Entretanto, segundo o Ministério Público, entre as doações constam também lotes desmembrados de uma área do Bairro Aeroporto. O pedido de desmembramento foi feito em 27 de setembro do ano passado, e o procedimento foi finalizado no dia 2 de outubro do mesmo ano – ou seja, nem sequer existiam como unidades autônomas antes da publicação da lei. Além disso, de acordo com o MPES, a legislação municipal só autoriza a alienação de bens nos polos industriais e agroindustriais.
Outra irregularidade, ainda de acordo com o Ministério Público, foi a dispensa de licitação na doação de lotes, sem que fosse realizado um procedimento formal de justificativa. “O fato de os empresários terem feito ‘seus requerimentos’ em um cenário de ausência de publicidade prévia para a oportunidade de doação, reforça a tese de favorecimento a pessoas certas e determinadas especialmente em momento que antecede ao pleito eleitoral municipal”, diz a petição inicial do processo.
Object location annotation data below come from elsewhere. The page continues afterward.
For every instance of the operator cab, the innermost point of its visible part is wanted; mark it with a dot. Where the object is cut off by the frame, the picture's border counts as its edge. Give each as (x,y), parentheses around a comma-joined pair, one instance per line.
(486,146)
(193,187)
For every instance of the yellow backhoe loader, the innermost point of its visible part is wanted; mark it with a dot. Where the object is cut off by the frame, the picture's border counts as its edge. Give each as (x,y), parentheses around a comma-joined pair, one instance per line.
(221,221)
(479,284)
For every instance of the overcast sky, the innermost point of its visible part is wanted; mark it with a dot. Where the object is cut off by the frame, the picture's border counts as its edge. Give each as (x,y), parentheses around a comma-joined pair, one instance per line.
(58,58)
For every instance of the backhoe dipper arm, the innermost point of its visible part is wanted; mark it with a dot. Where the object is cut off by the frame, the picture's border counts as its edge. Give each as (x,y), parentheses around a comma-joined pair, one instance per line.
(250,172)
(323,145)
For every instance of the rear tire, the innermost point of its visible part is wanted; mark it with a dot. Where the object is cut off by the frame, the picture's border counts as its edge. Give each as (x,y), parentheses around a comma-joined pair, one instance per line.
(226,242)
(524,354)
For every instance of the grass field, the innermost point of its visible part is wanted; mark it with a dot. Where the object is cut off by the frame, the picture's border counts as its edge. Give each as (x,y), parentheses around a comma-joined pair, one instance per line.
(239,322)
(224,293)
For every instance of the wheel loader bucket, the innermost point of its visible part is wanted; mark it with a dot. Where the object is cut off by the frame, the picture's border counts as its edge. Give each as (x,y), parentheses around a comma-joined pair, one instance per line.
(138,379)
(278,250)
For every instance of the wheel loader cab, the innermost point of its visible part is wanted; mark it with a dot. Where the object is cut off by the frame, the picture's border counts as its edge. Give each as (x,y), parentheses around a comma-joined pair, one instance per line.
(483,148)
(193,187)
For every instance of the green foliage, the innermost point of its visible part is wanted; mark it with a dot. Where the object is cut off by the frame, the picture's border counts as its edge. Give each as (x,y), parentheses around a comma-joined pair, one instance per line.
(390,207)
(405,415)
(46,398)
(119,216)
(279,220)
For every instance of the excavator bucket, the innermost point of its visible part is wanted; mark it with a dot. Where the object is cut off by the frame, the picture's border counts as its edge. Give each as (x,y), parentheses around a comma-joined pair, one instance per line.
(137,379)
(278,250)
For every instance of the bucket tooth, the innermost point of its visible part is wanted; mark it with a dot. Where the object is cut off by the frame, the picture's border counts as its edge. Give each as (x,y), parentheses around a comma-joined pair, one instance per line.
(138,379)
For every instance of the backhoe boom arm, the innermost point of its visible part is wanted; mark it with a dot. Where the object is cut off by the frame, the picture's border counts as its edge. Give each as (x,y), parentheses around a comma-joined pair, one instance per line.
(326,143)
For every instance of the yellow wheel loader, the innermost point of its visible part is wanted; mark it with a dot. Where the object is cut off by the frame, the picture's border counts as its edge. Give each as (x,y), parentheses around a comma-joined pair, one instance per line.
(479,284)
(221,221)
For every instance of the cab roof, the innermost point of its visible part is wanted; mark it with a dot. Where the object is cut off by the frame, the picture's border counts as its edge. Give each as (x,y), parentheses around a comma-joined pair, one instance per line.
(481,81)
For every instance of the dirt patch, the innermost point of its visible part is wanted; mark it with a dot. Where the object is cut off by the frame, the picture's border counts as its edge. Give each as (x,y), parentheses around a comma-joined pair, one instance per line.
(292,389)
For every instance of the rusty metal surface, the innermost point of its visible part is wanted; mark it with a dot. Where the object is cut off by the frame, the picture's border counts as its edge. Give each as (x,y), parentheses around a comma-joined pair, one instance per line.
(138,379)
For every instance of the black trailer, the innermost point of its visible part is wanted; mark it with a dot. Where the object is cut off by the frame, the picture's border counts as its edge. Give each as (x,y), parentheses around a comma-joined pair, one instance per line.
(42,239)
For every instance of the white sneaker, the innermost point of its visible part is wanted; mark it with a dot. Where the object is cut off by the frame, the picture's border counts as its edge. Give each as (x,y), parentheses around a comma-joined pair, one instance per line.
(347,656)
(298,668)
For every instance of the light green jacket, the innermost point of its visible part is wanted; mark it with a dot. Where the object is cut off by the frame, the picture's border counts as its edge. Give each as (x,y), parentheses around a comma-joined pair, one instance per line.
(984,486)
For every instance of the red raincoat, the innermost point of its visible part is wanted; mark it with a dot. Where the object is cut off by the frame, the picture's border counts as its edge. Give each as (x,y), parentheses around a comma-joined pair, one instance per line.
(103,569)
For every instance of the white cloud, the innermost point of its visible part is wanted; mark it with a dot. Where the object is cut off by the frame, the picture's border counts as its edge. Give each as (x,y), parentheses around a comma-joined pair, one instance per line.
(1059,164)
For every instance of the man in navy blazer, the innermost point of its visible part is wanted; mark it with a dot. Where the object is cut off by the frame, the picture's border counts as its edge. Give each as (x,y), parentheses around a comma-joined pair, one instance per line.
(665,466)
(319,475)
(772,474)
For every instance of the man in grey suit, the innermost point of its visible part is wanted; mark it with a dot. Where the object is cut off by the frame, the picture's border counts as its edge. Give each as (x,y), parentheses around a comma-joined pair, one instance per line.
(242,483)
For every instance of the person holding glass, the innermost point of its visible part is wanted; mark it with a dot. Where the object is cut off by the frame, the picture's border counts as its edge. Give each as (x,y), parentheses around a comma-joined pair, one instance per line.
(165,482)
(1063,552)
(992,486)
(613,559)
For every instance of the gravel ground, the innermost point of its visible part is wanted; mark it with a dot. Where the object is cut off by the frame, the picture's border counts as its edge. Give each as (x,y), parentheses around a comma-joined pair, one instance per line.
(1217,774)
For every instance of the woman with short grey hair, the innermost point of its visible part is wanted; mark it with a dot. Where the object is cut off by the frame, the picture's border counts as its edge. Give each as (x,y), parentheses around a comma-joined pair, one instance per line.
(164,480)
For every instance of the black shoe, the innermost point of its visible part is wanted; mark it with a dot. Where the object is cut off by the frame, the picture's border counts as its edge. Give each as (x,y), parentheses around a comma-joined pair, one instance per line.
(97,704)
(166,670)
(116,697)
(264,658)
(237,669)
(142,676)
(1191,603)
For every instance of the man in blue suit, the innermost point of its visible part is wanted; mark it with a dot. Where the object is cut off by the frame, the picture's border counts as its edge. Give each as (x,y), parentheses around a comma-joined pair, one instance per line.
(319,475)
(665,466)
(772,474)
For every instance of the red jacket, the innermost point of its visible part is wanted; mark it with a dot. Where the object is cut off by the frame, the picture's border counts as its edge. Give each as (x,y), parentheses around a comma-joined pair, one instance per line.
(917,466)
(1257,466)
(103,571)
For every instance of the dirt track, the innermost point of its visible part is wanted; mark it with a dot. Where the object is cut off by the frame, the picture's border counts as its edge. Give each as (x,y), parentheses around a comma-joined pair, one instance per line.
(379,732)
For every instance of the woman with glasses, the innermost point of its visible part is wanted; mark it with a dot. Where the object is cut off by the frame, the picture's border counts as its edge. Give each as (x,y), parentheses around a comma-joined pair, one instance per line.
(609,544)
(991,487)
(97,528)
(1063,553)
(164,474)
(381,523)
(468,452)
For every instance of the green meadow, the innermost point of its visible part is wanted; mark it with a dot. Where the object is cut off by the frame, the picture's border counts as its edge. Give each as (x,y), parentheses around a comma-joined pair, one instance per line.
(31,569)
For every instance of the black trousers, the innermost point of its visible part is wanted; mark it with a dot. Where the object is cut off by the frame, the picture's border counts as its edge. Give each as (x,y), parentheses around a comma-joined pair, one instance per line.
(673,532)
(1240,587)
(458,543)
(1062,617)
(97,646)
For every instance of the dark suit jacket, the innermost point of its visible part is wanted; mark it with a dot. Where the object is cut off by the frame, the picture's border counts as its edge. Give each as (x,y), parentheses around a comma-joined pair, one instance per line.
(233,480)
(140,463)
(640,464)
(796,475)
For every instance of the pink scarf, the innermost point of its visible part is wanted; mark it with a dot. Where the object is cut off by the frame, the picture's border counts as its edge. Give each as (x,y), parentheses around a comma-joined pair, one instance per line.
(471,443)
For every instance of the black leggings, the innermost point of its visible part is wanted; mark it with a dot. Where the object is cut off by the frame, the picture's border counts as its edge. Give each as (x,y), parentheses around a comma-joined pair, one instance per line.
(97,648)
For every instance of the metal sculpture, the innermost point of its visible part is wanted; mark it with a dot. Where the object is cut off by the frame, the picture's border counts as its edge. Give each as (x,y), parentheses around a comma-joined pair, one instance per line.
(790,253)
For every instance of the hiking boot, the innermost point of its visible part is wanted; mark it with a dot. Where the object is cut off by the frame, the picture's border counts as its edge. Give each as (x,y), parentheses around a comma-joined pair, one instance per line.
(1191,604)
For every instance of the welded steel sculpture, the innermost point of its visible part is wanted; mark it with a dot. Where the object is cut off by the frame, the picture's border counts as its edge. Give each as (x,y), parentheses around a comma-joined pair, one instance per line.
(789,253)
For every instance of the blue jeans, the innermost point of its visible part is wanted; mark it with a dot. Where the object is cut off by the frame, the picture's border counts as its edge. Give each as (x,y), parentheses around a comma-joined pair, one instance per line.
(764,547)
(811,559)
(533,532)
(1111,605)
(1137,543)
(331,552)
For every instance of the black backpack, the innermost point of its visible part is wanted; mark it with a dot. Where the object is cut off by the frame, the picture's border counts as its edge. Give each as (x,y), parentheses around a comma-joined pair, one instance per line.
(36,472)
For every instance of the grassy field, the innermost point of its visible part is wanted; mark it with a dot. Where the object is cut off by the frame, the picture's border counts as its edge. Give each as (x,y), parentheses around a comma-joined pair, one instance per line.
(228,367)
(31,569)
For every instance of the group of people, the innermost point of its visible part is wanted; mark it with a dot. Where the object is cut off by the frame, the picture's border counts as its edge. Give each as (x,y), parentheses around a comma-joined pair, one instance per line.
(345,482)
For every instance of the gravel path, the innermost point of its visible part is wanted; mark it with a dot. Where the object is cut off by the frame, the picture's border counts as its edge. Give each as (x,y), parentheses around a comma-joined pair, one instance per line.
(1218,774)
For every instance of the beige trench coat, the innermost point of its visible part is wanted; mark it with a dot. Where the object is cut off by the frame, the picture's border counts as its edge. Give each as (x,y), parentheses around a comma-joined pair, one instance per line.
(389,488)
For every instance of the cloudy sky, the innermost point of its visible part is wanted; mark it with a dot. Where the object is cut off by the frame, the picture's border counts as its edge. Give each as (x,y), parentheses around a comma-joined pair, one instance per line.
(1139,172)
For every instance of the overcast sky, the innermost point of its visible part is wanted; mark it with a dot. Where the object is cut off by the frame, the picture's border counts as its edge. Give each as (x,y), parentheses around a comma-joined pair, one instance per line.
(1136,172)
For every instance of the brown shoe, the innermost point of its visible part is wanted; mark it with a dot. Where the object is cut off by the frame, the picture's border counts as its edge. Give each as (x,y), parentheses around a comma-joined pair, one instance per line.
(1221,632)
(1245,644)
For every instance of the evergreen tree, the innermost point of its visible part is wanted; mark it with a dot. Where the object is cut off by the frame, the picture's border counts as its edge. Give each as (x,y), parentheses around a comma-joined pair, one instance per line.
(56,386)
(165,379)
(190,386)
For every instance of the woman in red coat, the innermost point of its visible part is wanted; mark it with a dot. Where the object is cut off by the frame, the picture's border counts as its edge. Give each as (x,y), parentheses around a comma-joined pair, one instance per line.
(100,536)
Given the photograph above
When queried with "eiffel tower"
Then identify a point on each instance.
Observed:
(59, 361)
Os pareceres anexados aos requerimentos dos lotes pelos empresários tinham redação idêntica, de acordo com o órgão ministerial, e não há registro de que tenham sido corroborados pela Procuradoria-Geral do Município. As doações também não passaram pelo crivo da Secretaria Municipal de Desenvolvimento Econômico, como manda a legislação municipal, e inexistem estudos técnicos justificando as doações.
O Ministério Público destacou ainda o valor “flagrantemente irrisório” dado aos imóveis: R$ 8,15 por metro quadrado. O montante, “desconexo com a realidade do mercado imobiliário de Nova Venécia” se baseou em uma lei municipal de 2006 que não está mais em vigor. “Apesar de ter sido uma doação com encargos, o valor bem abaixo do mercado serve para dar aparência de legalidade aos atos e encobrir a desvantagem que tais atos causaram ao patrimônio público”, asseverou o MPES.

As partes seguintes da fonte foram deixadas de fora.